When I went through the police academy all those years ago, I was given a top ten list – a list of ten mistakes officers have made that cost them their lives. Many officers taped the list to their metal clipboards as a reminder to not become complacent. It is a stark reminder of what the officer needs to prepare and watch out for on the street.
After witnessing countless personal tragedies off the street among law enforcement colleagues, friends, and acquaintances, it becomes quite evident to me that there are spiritual survival skills needed for the peace officer which are just as important as the physical ones.
Now, I was not given the list in the academy as an exercise in “Monday-Morning-Quarterbacking” of those who had come before me. Instead it was wisdom passed on so that I might survive.
Similarly, we are not offering this insight to “Monday-Morning-Quarterback” your spiritual life. Instead it is offered in the same spirit as I spoke about above; it is offered as, perhaps, some wisdom to help keep your soul in good shape in the midst of the foolishness and mayhem you deal with on a day-to-day basis.
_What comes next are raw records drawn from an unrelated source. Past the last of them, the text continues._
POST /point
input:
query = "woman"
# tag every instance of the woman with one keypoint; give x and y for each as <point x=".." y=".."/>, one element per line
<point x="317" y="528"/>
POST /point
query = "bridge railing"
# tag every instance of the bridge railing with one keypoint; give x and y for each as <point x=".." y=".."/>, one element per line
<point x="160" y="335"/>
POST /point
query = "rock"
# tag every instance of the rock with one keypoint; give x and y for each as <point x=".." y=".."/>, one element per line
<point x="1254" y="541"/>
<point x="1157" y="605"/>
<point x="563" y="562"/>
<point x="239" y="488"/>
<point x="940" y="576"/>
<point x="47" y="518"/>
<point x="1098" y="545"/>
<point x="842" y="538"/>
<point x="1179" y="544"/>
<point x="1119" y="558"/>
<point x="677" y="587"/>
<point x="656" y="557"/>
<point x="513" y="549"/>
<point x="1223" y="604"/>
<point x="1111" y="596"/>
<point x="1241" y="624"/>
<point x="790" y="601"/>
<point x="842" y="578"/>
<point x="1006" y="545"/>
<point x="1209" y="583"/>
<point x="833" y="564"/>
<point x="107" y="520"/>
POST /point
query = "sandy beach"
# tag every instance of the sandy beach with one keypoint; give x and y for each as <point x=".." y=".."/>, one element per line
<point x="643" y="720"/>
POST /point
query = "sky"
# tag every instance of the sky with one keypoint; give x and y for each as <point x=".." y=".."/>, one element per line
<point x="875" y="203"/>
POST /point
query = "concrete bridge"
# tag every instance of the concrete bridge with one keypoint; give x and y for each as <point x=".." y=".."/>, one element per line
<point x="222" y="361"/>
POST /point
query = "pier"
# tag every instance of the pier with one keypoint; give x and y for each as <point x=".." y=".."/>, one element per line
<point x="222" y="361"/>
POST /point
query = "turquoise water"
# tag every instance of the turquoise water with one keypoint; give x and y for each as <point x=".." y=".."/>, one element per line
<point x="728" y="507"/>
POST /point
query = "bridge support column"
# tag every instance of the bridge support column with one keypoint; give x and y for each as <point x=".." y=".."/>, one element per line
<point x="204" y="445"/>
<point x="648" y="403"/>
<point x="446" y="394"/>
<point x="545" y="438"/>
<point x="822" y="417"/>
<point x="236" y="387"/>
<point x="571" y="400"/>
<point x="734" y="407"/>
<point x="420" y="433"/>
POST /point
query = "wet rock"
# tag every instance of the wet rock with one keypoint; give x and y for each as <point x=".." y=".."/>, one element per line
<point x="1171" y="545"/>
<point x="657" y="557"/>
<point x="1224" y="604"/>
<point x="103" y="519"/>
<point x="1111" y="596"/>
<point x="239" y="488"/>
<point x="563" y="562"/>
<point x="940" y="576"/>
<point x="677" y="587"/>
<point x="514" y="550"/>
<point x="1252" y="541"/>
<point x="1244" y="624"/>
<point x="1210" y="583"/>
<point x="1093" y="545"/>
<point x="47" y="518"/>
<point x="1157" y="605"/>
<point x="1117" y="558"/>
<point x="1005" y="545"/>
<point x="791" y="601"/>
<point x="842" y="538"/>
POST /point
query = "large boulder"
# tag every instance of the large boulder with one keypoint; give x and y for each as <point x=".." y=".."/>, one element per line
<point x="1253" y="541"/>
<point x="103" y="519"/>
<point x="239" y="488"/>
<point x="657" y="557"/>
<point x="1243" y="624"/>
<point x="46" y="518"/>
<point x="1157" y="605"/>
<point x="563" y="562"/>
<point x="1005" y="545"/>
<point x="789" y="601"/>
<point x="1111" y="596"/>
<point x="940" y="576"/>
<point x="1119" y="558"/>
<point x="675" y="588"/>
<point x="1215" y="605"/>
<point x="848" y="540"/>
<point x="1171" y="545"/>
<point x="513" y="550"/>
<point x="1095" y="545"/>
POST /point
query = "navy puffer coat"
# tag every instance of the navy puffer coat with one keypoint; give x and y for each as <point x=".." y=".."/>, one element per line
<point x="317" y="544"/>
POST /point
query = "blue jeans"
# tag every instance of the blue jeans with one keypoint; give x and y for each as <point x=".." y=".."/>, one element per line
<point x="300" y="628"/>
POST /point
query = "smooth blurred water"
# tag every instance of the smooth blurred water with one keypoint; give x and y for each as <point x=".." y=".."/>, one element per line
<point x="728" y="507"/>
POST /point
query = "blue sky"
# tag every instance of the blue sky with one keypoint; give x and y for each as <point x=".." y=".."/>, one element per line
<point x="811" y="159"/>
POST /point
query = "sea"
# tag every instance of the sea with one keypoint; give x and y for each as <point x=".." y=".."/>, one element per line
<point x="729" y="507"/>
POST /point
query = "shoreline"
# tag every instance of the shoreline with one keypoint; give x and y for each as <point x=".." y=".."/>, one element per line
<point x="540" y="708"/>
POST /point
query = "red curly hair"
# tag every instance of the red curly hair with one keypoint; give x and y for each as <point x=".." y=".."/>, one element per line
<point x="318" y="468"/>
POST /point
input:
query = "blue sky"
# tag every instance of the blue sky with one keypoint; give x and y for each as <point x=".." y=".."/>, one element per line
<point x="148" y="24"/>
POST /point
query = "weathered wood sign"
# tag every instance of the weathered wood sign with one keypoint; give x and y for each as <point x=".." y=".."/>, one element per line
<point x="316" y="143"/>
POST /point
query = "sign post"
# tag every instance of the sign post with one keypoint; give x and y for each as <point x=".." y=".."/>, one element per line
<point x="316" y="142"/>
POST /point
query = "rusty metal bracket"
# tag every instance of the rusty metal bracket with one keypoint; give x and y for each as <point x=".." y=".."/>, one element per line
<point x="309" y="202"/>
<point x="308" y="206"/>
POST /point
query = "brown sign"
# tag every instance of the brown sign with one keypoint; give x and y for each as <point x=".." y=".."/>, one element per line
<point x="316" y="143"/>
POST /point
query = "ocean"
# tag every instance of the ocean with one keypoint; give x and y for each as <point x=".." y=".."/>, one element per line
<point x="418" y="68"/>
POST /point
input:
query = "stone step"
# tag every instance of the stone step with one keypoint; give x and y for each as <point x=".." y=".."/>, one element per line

Paul, in his letter to the Romans writes: “I appeal to you therefore, brothers, by the mercies of God, to present your bodies as a living sacrifice, holy and acceptable to God, which is your spiritual worship. Do not be conformed to this world, but be transformed by the renewal of your mind, that by testing you may discern what is the will of God, what is good and acceptable and perfect.” (Romans 12:1-2)
So, here, I’d like to hone in on #10 in the list: Dirty, Inoperative, or Unused Weapons or Equipment - Are your weapons clean? Will they fire? Do you carry and employ the proper weapon, ammunition and equipment? Do you wear your body armor? Do you keep your knowledge and skills honed?
I confess that while I enjoyed heading down to the firing range, cleaning my duty-weapon was not a favorite activity for me. But, it was driven hard for us that neglecting our weapons could prove fatal. I have found, from my own experience, and through observation of colleagues, friends, and acquaintances, as I mentioned above, that neglecting our security, our identity, and our meaning for our lives – for the core of who we are can also prove to be grave.
What follows is a list to think on regarding the basic need for keeping your handgun clean and your heart whole.
I. Manufacturer’s manuals are critical. While not all of them are detailed enough, but most are clear and some comprehensive, containing schematics, model specific maintenance guidelines and information on the weapon’s mechanical operation. Being a gunsmith isn’t required, but a working knowledge of your weapon is.
Spiritual Application: “Take the helmet of salvation, and the sword of the Spirit, which is the Word of God.” (Ephesians 6:17) Here, the term refers to the sharp, short sword used in close combat. Utilizing the user’s manual for your heart prepares you for the spiritual close combat that can bruise the soul in the varied human misadventure and mayhem you regularly deal with.
II. As the saying goes: “Cleaning postponed is often cleaning forgotten.” Often, I disliked the cleaning of my weapon after our in-service training and qualification because we finished with night fire; and I was anxious to get home. Nevertheless, the cleaning was done because I knew I would forget if I didn’t do it then; and I knew that the time to clean my weapon was NOW!
Spiritual Application: “Behold, now is the favorable time; behold, now is the day of salvation.” (2 Corinthians 6:2) Here, St. Paul, who started his career in serving warrants (cf. Acts 9:1-2), is imparting to us the importance and seriousness of God’s offer of Grace; that His favor is being offered now to you and me and that we should not take this lightly. Our very identity, security, and meaning are at stake.